Os vibradores como instrumentos terapêuticos (nunca como brinquedos para o prazer) foram usados em luxuosos balneários e divulgados em revistas femininas como aparelhos anti stress até meados do século XX.
No fim da segunda guerra mundial as mudanças impactaram de tal forma a vida das mulheres e a “loucura feminina” que surgiu uma nova narrativa sobre a saúde das mulheres, desenvolveram-se as “drogas legais”, os psicofármacos.
Atualmente 85% dos psicofármacos receitados nos países ditos desenvolvidos estão destinados a mulheres, estes valores não se podem explicar com base em evidências científicas pelo qual temos que pensar que é uma consequência do exercício da biopolítica heteropatriarcal.
Os estereótipos de género ao longo da história, alimentaram a ideia de que as mulheres sofremos mais loucura do que os homens. Mas os estudos académicos de género, ainda recentes e em desenvolvimento, deitam por terra esta ideia, demonstrando que não existe uma discrepância numérica tão vincada como se imagina entre homens e mulheres no que diz respeito à saúde mental em geral. Há sim, uma maior representação das mulheres nas estatísticas psiquiátricas de certos padecimentos, produto e reflexo das iniquidades e opressão que as mulheres experimentamos socialmente. As desordens mentais “tipicamente femininas” são provocadas pelos efeitos da violência e da pobreza que as mulhesazazres enfrentamos quotidianamente.

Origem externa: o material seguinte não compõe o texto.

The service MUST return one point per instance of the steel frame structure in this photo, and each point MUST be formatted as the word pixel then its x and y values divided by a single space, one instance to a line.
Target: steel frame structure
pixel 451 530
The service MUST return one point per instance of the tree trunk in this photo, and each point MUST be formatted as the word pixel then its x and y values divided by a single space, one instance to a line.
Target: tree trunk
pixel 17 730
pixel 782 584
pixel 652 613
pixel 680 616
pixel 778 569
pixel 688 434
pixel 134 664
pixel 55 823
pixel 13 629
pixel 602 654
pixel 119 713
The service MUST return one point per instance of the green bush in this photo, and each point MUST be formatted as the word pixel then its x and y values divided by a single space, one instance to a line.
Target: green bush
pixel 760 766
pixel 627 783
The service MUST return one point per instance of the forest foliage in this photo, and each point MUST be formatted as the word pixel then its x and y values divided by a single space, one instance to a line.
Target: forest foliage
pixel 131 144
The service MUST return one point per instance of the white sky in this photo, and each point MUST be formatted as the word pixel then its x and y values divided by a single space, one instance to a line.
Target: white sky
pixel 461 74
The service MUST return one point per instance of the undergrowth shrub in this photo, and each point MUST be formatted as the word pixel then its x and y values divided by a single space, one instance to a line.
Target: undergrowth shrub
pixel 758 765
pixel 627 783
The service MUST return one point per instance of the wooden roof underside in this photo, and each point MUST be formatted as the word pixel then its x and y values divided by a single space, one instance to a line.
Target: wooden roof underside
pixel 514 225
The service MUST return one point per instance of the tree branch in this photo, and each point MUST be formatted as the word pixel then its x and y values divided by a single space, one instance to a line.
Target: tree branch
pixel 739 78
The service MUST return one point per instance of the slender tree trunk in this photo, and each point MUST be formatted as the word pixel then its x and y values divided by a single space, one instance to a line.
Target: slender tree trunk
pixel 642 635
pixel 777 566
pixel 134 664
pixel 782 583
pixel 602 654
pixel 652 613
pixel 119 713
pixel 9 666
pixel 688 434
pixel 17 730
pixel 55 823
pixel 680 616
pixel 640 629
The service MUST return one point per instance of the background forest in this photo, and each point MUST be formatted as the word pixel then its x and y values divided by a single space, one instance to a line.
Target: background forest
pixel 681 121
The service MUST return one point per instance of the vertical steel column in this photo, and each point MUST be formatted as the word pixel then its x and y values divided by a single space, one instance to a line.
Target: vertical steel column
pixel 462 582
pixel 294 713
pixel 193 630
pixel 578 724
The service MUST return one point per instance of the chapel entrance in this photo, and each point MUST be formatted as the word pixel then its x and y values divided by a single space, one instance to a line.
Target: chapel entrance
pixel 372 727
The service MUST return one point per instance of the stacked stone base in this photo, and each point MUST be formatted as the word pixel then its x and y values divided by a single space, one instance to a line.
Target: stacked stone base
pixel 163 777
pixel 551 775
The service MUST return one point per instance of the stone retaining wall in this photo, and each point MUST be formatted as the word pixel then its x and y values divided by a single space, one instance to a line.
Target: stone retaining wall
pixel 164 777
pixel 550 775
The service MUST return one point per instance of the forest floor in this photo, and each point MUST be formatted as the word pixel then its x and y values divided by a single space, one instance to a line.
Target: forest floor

Durante o século XIX pensava-se que as mulheres tinham uma maior predisposição para certas desordens mentais, eram hospitalizadas com maior frequência e faziam um maior uso ambulatório assim como lhes eram receitados mais psicofármacos do que aos homens e devo partilhar que este cenário mudou muito pouco. Na actualidade, várias investigadores apontam 3 factores de risco aos que se enfrentam as mulheres e que incrementam a sua probabilidade de sofrer desordens na sua saúde mental e emocional: a vulnerabilidade na qual nos coloca a misoginia, os agentes de perda (divórcio, doença ou discapacidade crónica…) e fatores como a depressão provocados pela violência e humilhação sobre as mulheres provocando também baixa autoestima.
“Presa num manicómio por um crime de amor.“
Feito este breve e superficial passeio pela vida e a história das mulheres a frase afirmativa da capa do livro se transforma numa questão. Num ponto de “?”.

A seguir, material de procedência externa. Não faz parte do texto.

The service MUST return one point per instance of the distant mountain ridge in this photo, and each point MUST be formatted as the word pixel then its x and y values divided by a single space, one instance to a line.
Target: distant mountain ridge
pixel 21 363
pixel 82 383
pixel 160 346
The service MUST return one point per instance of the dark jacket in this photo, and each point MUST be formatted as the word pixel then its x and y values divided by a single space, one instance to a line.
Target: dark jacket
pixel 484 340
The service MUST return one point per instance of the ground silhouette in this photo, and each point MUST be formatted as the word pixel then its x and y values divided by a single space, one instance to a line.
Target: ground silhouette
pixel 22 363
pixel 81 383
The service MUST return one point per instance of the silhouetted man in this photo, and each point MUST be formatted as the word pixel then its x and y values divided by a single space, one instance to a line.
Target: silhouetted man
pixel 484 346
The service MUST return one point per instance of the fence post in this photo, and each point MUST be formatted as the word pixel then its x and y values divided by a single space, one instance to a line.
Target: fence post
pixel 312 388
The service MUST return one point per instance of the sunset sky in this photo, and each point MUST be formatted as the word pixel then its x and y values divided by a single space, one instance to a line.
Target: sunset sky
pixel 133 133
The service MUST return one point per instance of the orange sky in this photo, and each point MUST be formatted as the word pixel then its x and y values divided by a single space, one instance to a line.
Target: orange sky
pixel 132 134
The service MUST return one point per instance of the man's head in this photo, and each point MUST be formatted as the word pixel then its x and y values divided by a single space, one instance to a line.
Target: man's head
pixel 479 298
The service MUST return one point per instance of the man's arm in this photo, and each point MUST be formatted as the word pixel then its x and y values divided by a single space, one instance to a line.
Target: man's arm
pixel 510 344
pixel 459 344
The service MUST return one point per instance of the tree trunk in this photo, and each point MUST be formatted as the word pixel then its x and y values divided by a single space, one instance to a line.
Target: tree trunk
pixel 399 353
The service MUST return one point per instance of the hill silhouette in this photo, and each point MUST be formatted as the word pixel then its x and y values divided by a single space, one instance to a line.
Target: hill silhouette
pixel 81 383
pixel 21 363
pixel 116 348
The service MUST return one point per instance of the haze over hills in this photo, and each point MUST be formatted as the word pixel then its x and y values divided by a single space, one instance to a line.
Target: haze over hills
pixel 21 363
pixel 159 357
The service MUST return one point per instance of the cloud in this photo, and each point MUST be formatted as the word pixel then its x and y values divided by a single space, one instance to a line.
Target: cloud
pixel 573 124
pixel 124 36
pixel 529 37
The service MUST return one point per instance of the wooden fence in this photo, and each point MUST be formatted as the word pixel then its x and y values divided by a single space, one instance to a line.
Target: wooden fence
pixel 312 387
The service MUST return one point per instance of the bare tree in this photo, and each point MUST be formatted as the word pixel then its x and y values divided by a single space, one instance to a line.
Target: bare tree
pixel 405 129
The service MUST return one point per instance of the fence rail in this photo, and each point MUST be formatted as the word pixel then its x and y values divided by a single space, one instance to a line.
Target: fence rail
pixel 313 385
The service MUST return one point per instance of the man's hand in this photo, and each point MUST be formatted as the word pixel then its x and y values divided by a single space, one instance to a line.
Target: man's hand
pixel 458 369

Numa sociedade machista e classista, que considerava a mulher como um ser secundário e débil que dependia de um homem para ser governada, o adultério sempre foi tolerado, e de certa forma socialmente aceite, contudo mais tolerado nos homens do que nas mulheres e mantendo sempre as aparências, como podemos ler na página 200 do livro de Manuela Gonzaga, onde vemos como Maria Adelaide Coelho da Cunha é socialmente julgada não tanto pelo adultério mas por fazer público o seu desvario abandonando o marido e “fugindo” com o amante.
Loucura Lúcida
Erro de diagnóstico?
Não. O diagnóstico de Maria Adelaide foi um salva-conduto para manter as aparências. Para honrar a virilidade do esposo. Na página 203 podemos ler “o mais agravado nestas circunstâncias, é o marido de vossa excelência, disse o médico.”
Doida Não e Não! de Manuela Gonzaga narra-nos a história de uma mulher, de Maria Adelaide Coelho da Cunha e coloca sobre a mesa a forma como a saúde mental e a vida afectiva das mulheres foi vista, avaliada e instrumentalizada.